I have written before about my friend, Rachel Nunes, and her fight against plagiarism. She and her lawyer, Shawn P. Bailey, whose website can be found here, are still preparing for their court date against the woman who plagiarized her. Rachel's blog gives up to date information as things progress. I read an interesting and informative article by Carolyn Campbell writing for Salt Lake City Weekly entitled Ripped and Ravaged. While Ms. Campbell is author herself, she still, in my opinion, does a good job looking at both sides of the case. Of course, I am still firmly on the side of my friend, Rachel. And I would hope, if someone brazenly plagiarized me the way that Rachel was plagiarized, that I would have the courage, and the means, to do exactly what Rachel Nunes did, in doing all in her power to bring the plagiarist to justice, not backing down when the plagiarist pulled the book just because she was caught. If all that happened to the new breed of plagiarist victimizing indie published authors was a stern tisk tisk, few of them would feel the needed fear to refrain from plagiarizing.

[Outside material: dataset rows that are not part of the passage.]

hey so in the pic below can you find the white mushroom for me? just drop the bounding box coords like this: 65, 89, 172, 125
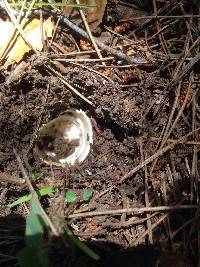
35, 109, 93, 166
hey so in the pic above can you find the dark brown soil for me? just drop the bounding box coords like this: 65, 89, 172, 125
0, 0, 199, 266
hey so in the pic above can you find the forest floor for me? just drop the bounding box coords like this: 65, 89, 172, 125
0, 1, 199, 266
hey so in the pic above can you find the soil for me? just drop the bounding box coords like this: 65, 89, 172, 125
0, 0, 199, 266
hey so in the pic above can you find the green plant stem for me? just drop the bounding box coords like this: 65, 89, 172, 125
65, 226, 100, 261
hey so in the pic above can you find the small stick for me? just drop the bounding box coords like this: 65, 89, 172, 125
131, 213, 168, 245
76, 0, 105, 64
0, 171, 25, 185
56, 57, 113, 62
121, 14, 200, 21
150, 75, 192, 175
68, 205, 199, 219
68, 61, 114, 83
120, 126, 200, 183
45, 63, 94, 106
139, 140, 153, 244
103, 213, 158, 229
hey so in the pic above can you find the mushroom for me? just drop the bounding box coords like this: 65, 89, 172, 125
35, 109, 93, 166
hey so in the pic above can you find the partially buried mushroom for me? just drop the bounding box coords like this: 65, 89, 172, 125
35, 109, 93, 166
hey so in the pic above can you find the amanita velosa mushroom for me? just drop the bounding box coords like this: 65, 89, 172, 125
35, 109, 93, 166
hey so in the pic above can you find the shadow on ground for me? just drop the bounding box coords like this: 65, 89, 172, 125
0, 214, 195, 267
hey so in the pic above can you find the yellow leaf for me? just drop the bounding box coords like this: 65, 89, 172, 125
0, 18, 54, 67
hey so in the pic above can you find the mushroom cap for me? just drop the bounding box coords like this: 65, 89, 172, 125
35, 109, 93, 166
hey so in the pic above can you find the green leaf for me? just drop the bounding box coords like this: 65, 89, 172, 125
7, 187, 56, 208
25, 197, 49, 246
18, 247, 42, 267
8, 194, 32, 208
82, 190, 93, 202
33, 174, 44, 182
65, 191, 77, 203
26, 199, 44, 247
65, 226, 100, 261
18, 246, 49, 267
18, 198, 49, 267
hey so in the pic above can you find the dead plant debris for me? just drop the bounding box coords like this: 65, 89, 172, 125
0, 0, 200, 266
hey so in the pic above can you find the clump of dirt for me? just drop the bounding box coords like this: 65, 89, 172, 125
0, 63, 143, 175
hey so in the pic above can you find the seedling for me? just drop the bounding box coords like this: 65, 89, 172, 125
83, 190, 93, 202
65, 191, 77, 203
9, 159, 97, 264
65, 189, 93, 203
7, 187, 56, 208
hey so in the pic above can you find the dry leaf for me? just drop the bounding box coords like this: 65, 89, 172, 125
0, 18, 54, 67
63, 0, 107, 31
84, 0, 107, 31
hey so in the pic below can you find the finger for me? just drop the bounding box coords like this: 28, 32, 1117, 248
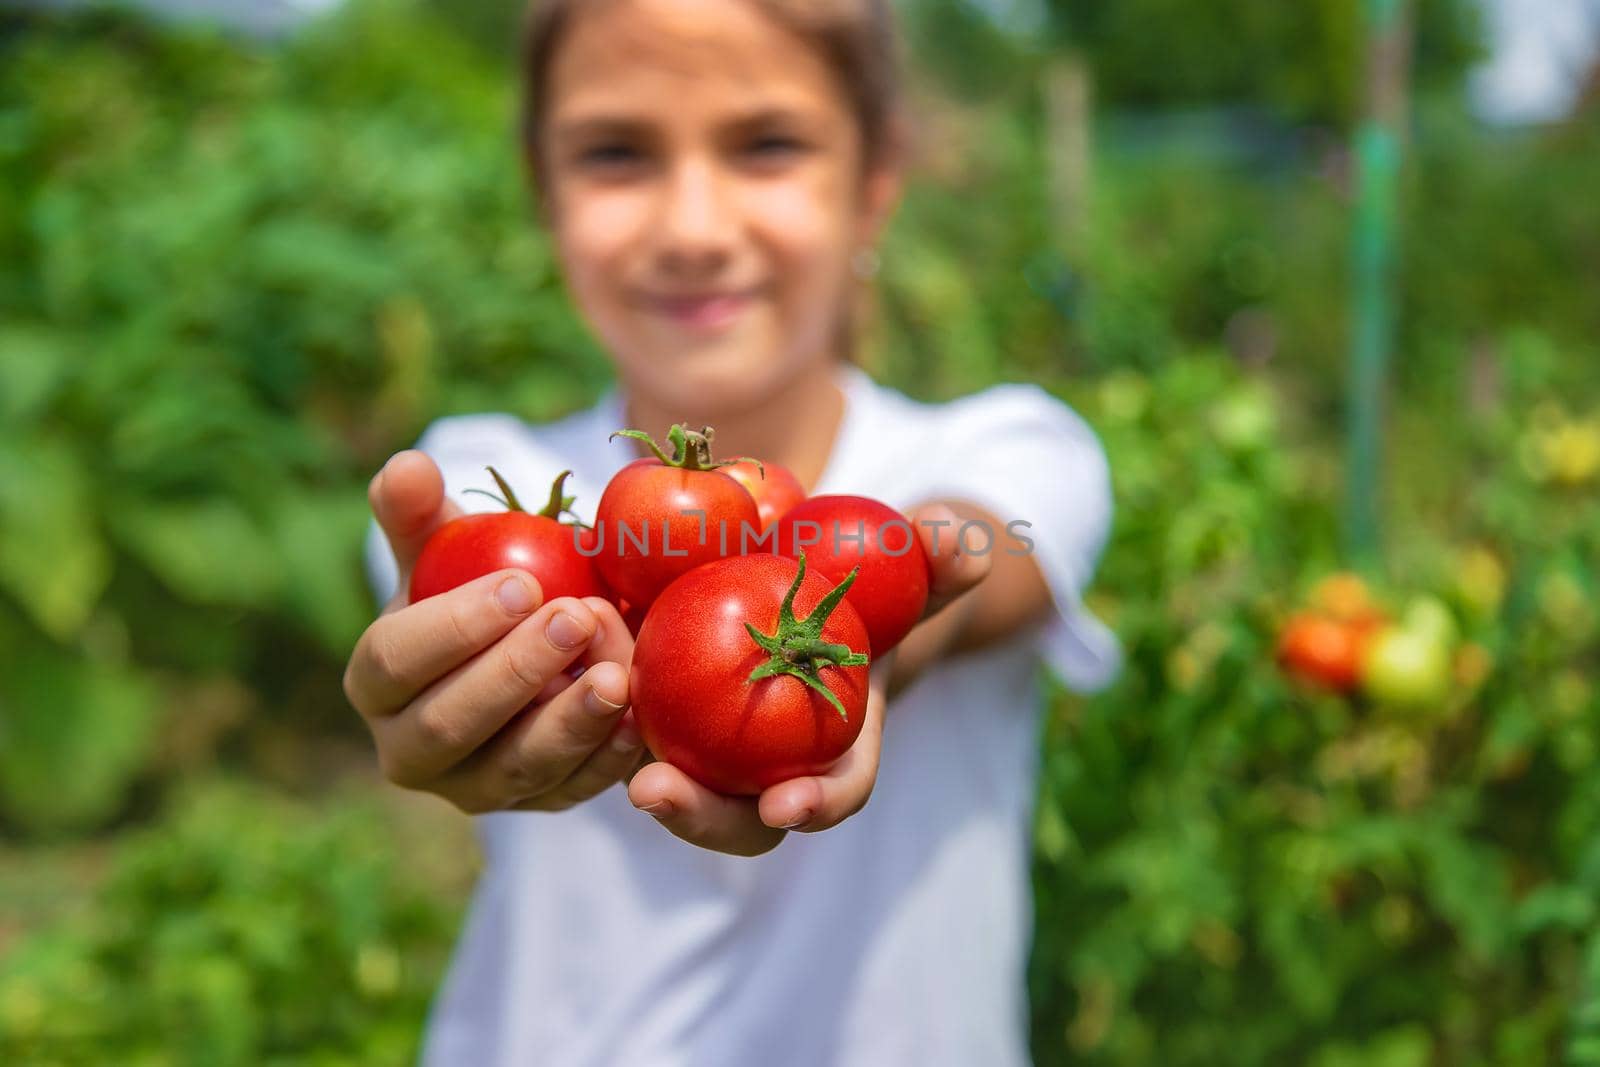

Many people in the world, thankfully, are guided by a sense of right and wrong, and amazingly, choose to do what's right, even when other people aren't looking. They do what's right simply because it's right, not because they expect some sort of reward. They do what's right simply because it helps people. They avoid doing what's wrong, simply because doing so would hurt people. They have internalized the Golden Rule. From what I know of Rachel Nunes, this is the kind of person she is. I know her personally, and I know her to be a genuine, honorable, and good human being who sincerely cares for, and values others, not for what they can do for her, but simply because she sees them as worthwhile.
Other people, unfortunately, are not so altruistic. Some people in the world are guided, not by a sense of right and wrong, but by a sense of reward and punishment. They may do what's right, or simply what others approve, if other people are looking, and/or if they believe they will receive some sort of reward for it or avoid some sort of punishment. Such people are very hard to predict, because their behavior changes in relation to their circumstances. If they are trying to impress one certain kind of person who has one certain set of values, they will behave and speak in vastly different ways than they would five minutes later or earlier when around a very different kind of person with very different sets of values, because they are looking for approval from both kinds of people. They don't internalize a set sense of right and wrong. They don't know how to stand up for what they believe, because they may not even know what they really believe aside from the belief that they want to be rewarded. Such people cannot be trusted just to do what is right. They need to be compelled to do so. Unfortunately, with the way the plagiarist has behaved against my friend Rachel when she thought she wouldn't get caught, seems to indicate to me, from all that I have seen, that she is in this second unfortunate group. She needs to be compelled to stop plagiarizing and harassing. And other plagiarists need to be compelled to stop.
Rachel Nunes is not acting out of a spirit of meanness when she insists on seeing this plagiarism case to the end. She is not being vindictive when she refuses to give the plagiarist the easy way out after the plagiarist deliberately stole her story, then brazenly harassed her so unjustly. She is doing what she is doing, because it is right. Because the plagiarist needs to be stopped fully and completely. Because other would-be plagiarists who could victimize any honest author next, (possibly me!) may be dissuaded when they know that the consequences for stealing others' hard work and intellectual property are very difficult, draining, and uncomfortable.
Rachel Nunes said it best when she said: "I believe in redemption. I believe in forgiveness, but I don't believe that I have to give this woman my work or let her attack me."